Unfortunately, there is at least one major hole. Because doctors in McAllen perform more tests they’re likely to identify a greater burden of disease. If I screened everyone in my practice for diabetes, for example, the number of patients with diabetes and pre-diabetes would likely go up dramatically. If I referred every patient of mine with chest pain for coronary catheterization the number of patients with ischemic heart disease would sky rocket.
As a result we’re left with a chicken or egg conundrum, which will be hard to crack. Are increased costs truly due to sicker patients? Or are they the result of inappropriate testing, which will inevitably identify illness, even when it’s not clinically relevant?
The real question, then, is whether folks in McAllen are any better off for all our spending. I think the folks at Dartmouth have shown nicely that the answer to that is no.
Oh, and those same statistics can “prove” that defensive medicine does not exist and does not cost money.
Sometimes it’s like the guy fixing your car – he can’t make a definitive diagnosis, so he replaces parts to see what works.
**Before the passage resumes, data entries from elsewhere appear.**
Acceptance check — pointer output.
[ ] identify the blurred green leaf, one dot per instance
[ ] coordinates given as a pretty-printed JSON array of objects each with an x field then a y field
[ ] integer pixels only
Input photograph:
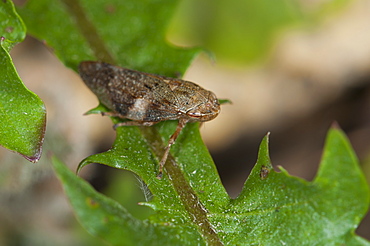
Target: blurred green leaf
[
  {"x": 22, "y": 121},
  {"x": 243, "y": 31},
  {"x": 190, "y": 205},
  {"x": 126, "y": 33}
]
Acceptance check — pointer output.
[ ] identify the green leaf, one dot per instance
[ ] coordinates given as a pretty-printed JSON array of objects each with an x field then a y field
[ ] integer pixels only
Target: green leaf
[
  {"x": 191, "y": 207},
  {"x": 22, "y": 121},
  {"x": 281, "y": 209},
  {"x": 274, "y": 208},
  {"x": 12, "y": 29},
  {"x": 126, "y": 33},
  {"x": 244, "y": 31},
  {"x": 107, "y": 219}
]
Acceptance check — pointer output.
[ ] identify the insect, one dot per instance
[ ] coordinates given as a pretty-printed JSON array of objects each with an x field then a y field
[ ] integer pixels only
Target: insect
[{"x": 147, "y": 99}]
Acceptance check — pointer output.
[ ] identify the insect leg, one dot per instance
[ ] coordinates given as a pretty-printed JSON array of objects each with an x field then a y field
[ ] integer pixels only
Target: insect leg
[{"x": 182, "y": 123}]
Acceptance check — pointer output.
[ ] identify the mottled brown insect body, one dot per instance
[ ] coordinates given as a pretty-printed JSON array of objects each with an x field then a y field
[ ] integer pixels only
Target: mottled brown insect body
[{"x": 147, "y": 99}]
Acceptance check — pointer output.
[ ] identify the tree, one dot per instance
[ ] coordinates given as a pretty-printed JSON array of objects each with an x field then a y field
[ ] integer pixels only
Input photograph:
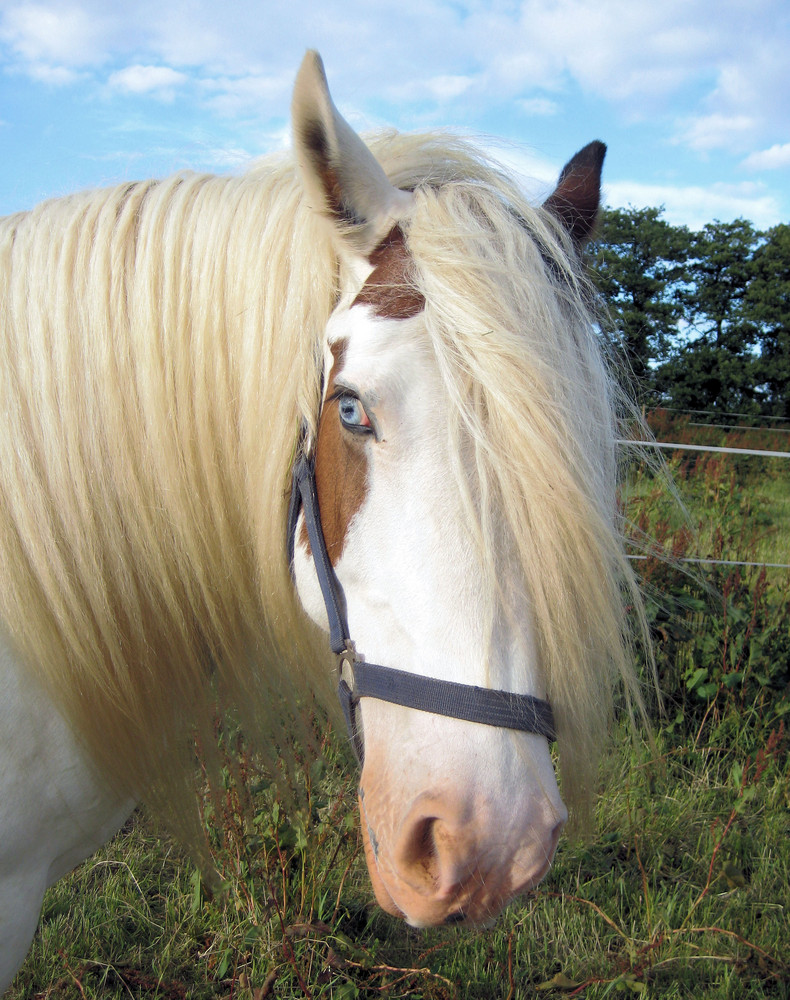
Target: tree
[
  {"x": 713, "y": 365},
  {"x": 639, "y": 261},
  {"x": 767, "y": 305}
]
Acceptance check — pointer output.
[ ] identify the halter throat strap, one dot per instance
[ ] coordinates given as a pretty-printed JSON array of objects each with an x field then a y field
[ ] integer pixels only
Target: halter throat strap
[{"x": 358, "y": 679}]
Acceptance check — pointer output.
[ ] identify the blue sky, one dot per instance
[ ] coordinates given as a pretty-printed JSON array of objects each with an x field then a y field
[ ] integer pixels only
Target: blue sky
[{"x": 691, "y": 96}]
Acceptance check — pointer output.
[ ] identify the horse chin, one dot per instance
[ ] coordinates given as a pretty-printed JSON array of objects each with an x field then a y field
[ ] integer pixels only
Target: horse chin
[{"x": 479, "y": 905}]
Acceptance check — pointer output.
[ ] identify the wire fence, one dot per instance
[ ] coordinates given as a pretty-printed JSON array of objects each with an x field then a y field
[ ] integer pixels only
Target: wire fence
[{"x": 670, "y": 446}]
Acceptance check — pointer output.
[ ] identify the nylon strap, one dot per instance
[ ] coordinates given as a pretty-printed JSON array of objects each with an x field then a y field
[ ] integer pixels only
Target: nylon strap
[{"x": 358, "y": 679}]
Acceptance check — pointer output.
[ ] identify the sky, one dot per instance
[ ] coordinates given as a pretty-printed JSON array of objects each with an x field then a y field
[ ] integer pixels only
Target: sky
[{"x": 692, "y": 97}]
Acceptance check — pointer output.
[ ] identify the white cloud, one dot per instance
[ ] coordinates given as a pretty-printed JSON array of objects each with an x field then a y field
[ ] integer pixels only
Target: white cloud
[
  {"x": 147, "y": 79},
  {"x": 775, "y": 158},
  {"x": 55, "y": 35},
  {"x": 695, "y": 205},
  {"x": 718, "y": 131},
  {"x": 539, "y": 107}
]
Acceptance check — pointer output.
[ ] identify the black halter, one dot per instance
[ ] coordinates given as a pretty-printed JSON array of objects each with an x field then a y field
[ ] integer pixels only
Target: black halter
[{"x": 358, "y": 679}]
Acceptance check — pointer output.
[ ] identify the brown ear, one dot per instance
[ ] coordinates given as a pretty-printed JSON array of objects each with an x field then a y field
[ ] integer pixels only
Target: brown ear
[
  {"x": 342, "y": 179},
  {"x": 576, "y": 198}
]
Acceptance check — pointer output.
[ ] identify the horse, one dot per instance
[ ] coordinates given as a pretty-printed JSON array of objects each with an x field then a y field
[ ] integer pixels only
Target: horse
[{"x": 393, "y": 318}]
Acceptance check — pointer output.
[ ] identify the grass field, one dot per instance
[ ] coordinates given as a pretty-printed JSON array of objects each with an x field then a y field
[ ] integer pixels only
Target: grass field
[{"x": 681, "y": 891}]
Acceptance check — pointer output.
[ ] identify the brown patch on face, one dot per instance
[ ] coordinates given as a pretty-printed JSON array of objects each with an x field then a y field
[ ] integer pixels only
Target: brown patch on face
[
  {"x": 341, "y": 470},
  {"x": 390, "y": 289}
]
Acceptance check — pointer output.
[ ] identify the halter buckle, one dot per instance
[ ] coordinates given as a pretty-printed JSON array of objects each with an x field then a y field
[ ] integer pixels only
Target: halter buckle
[{"x": 347, "y": 692}]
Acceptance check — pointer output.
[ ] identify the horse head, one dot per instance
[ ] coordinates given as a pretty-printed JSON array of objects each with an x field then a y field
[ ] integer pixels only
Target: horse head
[{"x": 458, "y": 817}]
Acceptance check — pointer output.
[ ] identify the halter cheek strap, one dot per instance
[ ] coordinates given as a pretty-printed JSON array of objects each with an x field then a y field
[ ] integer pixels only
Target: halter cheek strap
[{"x": 358, "y": 679}]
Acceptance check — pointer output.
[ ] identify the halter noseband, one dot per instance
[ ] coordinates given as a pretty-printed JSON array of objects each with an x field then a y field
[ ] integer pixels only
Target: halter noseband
[{"x": 358, "y": 679}]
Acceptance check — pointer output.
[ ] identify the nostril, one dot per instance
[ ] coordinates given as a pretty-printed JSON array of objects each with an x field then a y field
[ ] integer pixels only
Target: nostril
[{"x": 421, "y": 852}]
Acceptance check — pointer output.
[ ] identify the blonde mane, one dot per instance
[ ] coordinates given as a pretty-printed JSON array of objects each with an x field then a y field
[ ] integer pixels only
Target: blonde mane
[{"x": 161, "y": 345}]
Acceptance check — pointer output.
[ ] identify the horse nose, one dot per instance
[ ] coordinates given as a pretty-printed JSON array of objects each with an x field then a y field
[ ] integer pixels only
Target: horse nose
[{"x": 448, "y": 865}]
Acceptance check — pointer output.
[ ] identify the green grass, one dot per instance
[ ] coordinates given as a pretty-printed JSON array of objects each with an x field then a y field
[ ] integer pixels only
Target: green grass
[{"x": 681, "y": 891}]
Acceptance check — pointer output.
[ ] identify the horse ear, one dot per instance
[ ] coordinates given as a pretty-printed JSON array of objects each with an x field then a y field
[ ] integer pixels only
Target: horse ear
[
  {"x": 341, "y": 176},
  {"x": 576, "y": 198}
]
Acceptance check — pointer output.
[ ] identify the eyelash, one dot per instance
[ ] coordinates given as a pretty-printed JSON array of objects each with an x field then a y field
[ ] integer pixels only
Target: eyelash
[{"x": 353, "y": 408}]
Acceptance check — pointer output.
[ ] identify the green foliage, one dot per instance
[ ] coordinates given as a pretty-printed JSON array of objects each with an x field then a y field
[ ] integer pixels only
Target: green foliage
[
  {"x": 681, "y": 893},
  {"x": 703, "y": 318},
  {"x": 721, "y": 632}
]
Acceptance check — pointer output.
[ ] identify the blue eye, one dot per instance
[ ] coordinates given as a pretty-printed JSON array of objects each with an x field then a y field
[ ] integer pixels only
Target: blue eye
[{"x": 352, "y": 413}]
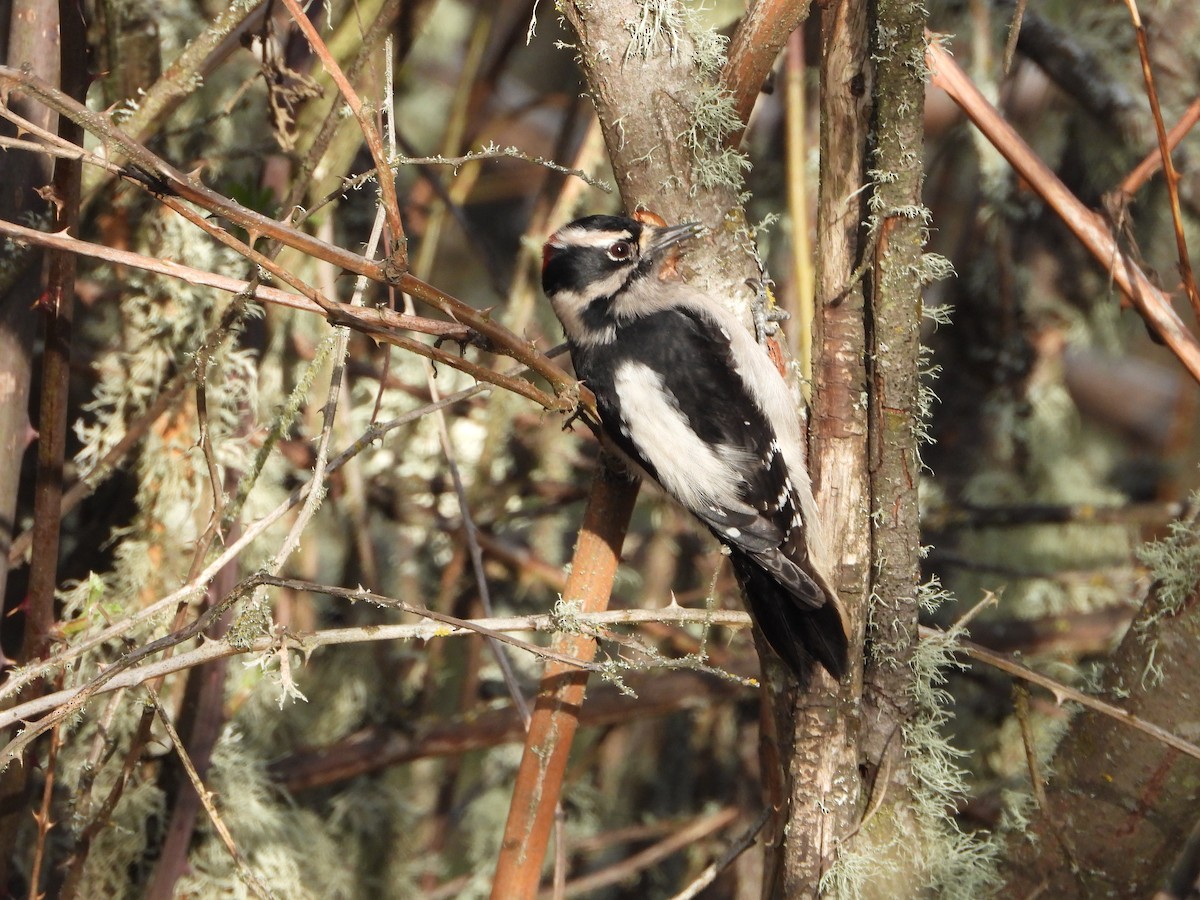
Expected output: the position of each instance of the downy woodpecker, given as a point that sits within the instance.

We may need a similar approach to health care reform, rather than keep on fiddling in Rome.
One can use statistics to prove anything; that is one reason why comparative effectiveness research will not be the panacea some think it is, either. However, I do not need statistics nor even MacAllen, Texas to know that physician entrepreneurship has exploded – I saw it in my own practice group (which is one reason I left the group) and in the practices of the physicians around me. This post is a classic case of Nero fiddling while Rome burns.
The articles provides lots of data. But agree with Jeff, misses the point. No need to repeat the above points; just another thought. How do we know that the sickness level is not artificial?
rgds
ravi
blogs.biproinc.com/healthcare
http://www.biproinc.com
As someone who has consulted nationally in perhaps forty healthcare markets, and conducted Atul-like interviews with literally thousands of physicians, this analysis is a classic case of missing the point. What would McAllen’s costs have been without the physician owned hospital with the marble lobby and gilt edged procedure suites, without the physician owned MR and PET scanners, etc.?
Physician communities differ substantially not only in the amount of clinical “opportunities” afforded by a sick population but also by the rapacity with which those opportunities are monetized. Let’s perform the same analysis for, say, Broward County, Florida, or Las Vegas, or Baton Rouge, Louisiana, or Los Angeles’ San Fernando Valley where there are far fewer poor people and see what the numbers show. Physician culture is a very important part of the story. Our learned health services researcher needs to cast his nets a little wider. We’re waiting for the real story. . .
As a social scientist, I can also tell you that poor people are more likely than wealthy people to accept what their physician tells them they need as gospel.
The physicians in places with large number of sick and uneducated people have a remarkable opportunity to “mine” their patients. That’s what Atul was writing about. It is not clear that little delegations of “accountable” doctors are going to change the rapacious behavior of their colleagues. That is why we have a legal system, and fraud and abuse laws.